The you can use tools/generate_list.py to generate list of training samples. Here we do not use torchvision.datasets.ImageFolder because it is very slow when dataset is pretty large. You can run

python tools/generate_list.py --name {name your dataset such as caltech256} --path {path to your dataset}

Then two files will be generated under list folder, one *_list.txt save every image path and its class(here no use); one *_name.txt save index of every class and its class name.

Train and Evaluate

For training

bash run/train.sh {model architecture such as vgg16} {you dataset name}
# For example
bash run/train.sh vgg16 caltech256

For evaluating single checkpoint:

bash run/eval.sh {model architecture} {checkpoint path} {dataset name}
# For example
bash run/eval.sh vgg16 results/caltech256-vgg16/099.pth caltech101

For evaluating all checkpoints under specific folder:

bash run/evalall.sh {model architecture} {checkpoints path} {dataset name}
# For example
bash run/evalall.sh vgg16 results/caltech256-vgg16/ caltech101

When all checkpoints are evaluated, a scatter diagram figs/evalall.jpg will be generated to show the evaluate loss trend.

For model architecture, now we support vgg11,vgg13,vgg16,vgg19 and resnet18, resnet34, resnet50, resnet101, resnet152.

Tools

We provide several tools to better visualize the auto-encoder results.

reconstruct.py

Reconstruct images from original one. This code will sample 64 of them and save the comparison results to figs/reconstruction.jpg.

python tools/reconstruct.py --arch {model architecture} --resume {checkpoint path} --val_list {*_list.txt of your dataset}
# For example
python tools/reconstruct.py --arch vgg16 --resume results/caltech256-vgg16/099.pth --val_list caltech101_list.txt

encode.py and decode.py

Encode image to latent code or decode latent code to images.

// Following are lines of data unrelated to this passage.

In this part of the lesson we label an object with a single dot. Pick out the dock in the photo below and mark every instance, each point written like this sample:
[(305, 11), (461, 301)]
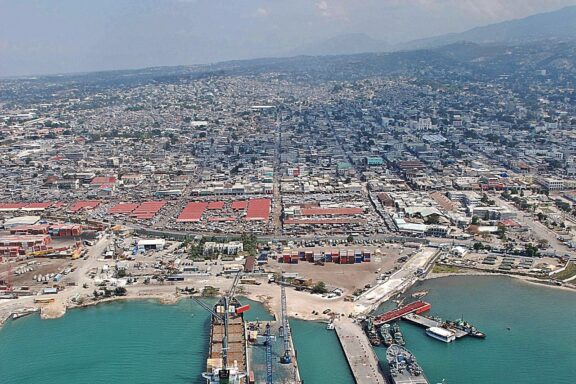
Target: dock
[(361, 357), (417, 307), (428, 323), (256, 354)]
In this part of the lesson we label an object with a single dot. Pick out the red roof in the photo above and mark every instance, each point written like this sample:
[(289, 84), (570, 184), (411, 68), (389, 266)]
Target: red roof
[(323, 221), (331, 211), (217, 219), (239, 205), (192, 212), (216, 205), (258, 209)]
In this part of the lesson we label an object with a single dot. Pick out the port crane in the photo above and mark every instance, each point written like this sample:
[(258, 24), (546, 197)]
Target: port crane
[(269, 377), (225, 374), (286, 358)]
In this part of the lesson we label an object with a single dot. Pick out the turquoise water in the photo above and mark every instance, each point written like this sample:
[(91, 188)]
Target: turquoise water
[(539, 347), (140, 342), (319, 354)]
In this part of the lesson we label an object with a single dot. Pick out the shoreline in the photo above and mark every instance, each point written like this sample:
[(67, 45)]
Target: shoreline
[(525, 279), (57, 310)]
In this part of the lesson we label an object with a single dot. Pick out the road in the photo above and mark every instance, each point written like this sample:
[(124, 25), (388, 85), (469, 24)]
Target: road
[(359, 353), (398, 282), (538, 229)]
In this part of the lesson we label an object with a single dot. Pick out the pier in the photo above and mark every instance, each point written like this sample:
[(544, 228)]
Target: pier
[(415, 307), (257, 354), (428, 323), (359, 353)]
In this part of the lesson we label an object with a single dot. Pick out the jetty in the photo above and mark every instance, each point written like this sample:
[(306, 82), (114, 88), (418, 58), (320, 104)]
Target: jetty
[(429, 323), (361, 357), (417, 307)]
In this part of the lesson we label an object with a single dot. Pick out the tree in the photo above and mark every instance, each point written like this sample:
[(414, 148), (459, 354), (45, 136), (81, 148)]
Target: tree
[(120, 291), (433, 219), (320, 288)]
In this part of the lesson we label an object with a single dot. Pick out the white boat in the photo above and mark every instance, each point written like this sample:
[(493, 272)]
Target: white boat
[(441, 334)]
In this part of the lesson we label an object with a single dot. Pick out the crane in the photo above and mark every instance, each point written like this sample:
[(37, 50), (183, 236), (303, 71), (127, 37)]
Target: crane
[(223, 318), (286, 358), (268, 355)]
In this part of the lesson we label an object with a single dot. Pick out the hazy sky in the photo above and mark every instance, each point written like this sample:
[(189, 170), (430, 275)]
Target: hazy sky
[(57, 36)]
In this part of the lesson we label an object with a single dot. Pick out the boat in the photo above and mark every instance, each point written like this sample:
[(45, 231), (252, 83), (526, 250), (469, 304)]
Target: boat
[(372, 332), (403, 366), (398, 336), (227, 355), (419, 294), (385, 335), (464, 326), (441, 334)]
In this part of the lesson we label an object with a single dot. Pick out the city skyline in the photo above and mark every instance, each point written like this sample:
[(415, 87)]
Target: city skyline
[(66, 36)]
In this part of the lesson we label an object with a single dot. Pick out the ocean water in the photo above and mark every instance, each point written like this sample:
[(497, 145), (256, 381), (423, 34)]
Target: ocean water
[(141, 342), (319, 354), (531, 332)]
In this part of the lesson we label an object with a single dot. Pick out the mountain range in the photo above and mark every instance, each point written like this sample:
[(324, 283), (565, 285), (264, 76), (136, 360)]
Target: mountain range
[(557, 25)]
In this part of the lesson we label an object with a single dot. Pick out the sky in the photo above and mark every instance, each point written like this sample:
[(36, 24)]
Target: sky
[(64, 36)]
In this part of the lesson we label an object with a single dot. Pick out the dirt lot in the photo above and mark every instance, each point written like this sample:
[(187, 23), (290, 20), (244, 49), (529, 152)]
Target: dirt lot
[(39, 266)]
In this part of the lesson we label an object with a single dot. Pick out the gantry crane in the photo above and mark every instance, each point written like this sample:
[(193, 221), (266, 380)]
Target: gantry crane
[(286, 358)]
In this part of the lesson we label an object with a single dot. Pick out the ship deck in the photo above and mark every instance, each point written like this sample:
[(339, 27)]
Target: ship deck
[(236, 342)]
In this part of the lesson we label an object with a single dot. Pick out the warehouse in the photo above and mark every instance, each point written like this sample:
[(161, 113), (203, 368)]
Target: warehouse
[(21, 221), (151, 244)]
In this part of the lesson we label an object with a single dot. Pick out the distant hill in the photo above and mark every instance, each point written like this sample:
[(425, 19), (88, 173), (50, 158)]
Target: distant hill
[(341, 45), (556, 25)]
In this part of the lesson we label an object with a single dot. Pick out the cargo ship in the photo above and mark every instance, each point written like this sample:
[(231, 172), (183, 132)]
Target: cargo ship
[(441, 334), (404, 368), (385, 335), (227, 362), (372, 332), (398, 336)]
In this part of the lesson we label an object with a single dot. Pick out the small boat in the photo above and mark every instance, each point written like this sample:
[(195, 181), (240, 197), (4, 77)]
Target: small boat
[(419, 294), (385, 335), (398, 336), (441, 334), (465, 326), (372, 333)]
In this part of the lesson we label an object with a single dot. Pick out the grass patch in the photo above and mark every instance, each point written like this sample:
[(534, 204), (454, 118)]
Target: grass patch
[(438, 268), (567, 273)]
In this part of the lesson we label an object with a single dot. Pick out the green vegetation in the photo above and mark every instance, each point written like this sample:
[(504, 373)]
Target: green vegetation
[(250, 243), (320, 288), (569, 272)]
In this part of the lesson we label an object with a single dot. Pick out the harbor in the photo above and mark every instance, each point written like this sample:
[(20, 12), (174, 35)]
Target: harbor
[(361, 357)]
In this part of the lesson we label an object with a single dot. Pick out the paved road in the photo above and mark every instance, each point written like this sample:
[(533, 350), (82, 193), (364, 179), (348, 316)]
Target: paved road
[(359, 352), (398, 282)]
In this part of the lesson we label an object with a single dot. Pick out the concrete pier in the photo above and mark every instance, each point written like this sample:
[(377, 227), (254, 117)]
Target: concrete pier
[(428, 323), (359, 353)]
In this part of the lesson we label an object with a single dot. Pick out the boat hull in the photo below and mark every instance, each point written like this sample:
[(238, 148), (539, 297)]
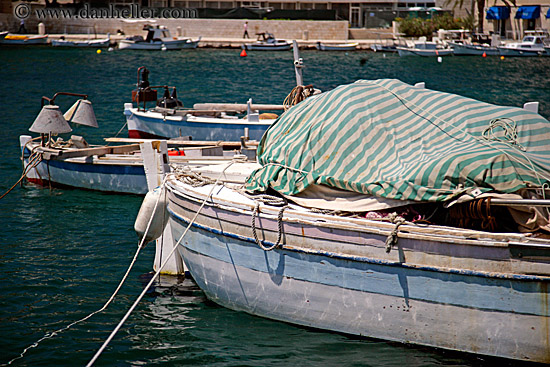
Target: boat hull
[(92, 43), (268, 47), (333, 278), (467, 50), (403, 51), (145, 125), (152, 46), (520, 52), (116, 178)]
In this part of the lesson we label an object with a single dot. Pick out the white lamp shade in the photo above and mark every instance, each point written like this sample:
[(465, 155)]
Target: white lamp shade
[(81, 113), (50, 120)]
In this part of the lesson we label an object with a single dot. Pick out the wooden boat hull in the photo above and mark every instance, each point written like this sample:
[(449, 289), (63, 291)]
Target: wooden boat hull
[(90, 173), (268, 47), (433, 289), (152, 46), (521, 52), (465, 49), (31, 40), (405, 51), (91, 43), (342, 47), (156, 125)]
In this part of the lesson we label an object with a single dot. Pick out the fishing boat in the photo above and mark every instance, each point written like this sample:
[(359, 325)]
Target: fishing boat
[(463, 48), (168, 118), (101, 42), (16, 39), (118, 165), (267, 42), (350, 46), (424, 48), (387, 211), (531, 45), (157, 39)]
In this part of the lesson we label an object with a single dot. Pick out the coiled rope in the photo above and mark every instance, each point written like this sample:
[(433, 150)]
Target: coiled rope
[(34, 160)]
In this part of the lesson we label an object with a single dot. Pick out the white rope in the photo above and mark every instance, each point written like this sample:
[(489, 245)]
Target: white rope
[(157, 273), (54, 333), (480, 140)]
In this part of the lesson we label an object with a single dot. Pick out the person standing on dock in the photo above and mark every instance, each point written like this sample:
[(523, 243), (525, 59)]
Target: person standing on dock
[(245, 34)]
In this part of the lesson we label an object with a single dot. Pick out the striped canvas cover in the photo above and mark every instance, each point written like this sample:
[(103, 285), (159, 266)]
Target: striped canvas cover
[(392, 140)]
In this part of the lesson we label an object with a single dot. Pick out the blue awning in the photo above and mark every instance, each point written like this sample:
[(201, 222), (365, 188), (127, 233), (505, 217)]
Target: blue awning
[(498, 13), (528, 12)]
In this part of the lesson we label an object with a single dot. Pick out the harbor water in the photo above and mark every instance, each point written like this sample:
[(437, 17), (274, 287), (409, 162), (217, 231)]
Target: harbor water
[(64, 251)]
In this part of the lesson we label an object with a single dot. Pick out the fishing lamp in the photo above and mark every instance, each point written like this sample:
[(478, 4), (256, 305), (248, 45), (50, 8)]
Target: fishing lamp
[(51, 121)]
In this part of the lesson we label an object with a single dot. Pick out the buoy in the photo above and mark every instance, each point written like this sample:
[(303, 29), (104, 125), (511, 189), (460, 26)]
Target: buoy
[(148, 210)]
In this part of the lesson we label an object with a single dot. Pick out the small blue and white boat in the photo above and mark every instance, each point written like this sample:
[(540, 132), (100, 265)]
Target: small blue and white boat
[(383, 227)]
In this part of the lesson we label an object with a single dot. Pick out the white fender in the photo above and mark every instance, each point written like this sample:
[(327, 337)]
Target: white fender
[(155, 197)]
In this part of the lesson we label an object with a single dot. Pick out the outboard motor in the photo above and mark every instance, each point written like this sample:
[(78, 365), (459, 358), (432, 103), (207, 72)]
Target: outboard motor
[(143, 93), (169, 101)]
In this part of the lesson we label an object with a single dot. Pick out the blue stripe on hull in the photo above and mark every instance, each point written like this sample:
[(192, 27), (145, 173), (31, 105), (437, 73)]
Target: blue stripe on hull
[(528, 296)]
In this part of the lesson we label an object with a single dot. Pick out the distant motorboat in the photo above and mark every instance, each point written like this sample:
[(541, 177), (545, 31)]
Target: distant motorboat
[(531, 45), (102, 42), (16, 39), (336, 47), (267, 42), (157, 39), (473, 49), (424, 48)]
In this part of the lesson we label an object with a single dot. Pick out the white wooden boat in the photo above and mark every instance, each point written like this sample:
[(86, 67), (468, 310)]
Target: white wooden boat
[(157, 39), (267, 42), (532, 45), (16, 39), (168, 118), (424, 48), (113, 168), (351, 46), (101, 42), (419, 282), (460, 48)]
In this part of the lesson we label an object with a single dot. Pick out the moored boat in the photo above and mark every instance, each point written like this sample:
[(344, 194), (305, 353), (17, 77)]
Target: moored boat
[(424, 48), (267, 42), (157, 39), (462, 48), (350, 46), (382, 226), (100, 42), (16, 39), (531, 45), (168, 118)]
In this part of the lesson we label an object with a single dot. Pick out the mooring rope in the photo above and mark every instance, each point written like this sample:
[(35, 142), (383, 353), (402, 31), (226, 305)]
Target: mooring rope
[(34, 160), (54, 333), (157, 273)]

encode.py can transfer single image to latent code.

python tools/encode.py --arch {model architecture} --resume {checkpoint path} --img_path {image path}
# For example
python tools/encode.py --arch vgg16 --resume results/caltech256-vgg16/099.pth --img_path figs/reconstruction.jpg

decode.py can transform 128 random latent code to images.

python tools/decode.py --arch {model architecture} --resume {checkpoint path} 
# For example
python tools/decode.py --arch vgg16 --resume results/caltech256-vgg16/099.pth

The decoded results will be save as figs/generation.jpg

Model zoo

Dataset VGG11 VGG13 VGG16 VGG19 ResNet18 ResNet34 ResNet50 ResNet101 ResNet152
Caltech256 link link link link link link link link link
Objects365 link link link link
ImageNet link

Note that the size of Objects365 dataset is about half of ImageNet dataset(128 million images, much larger than Caltech256), so the performance may be comparable.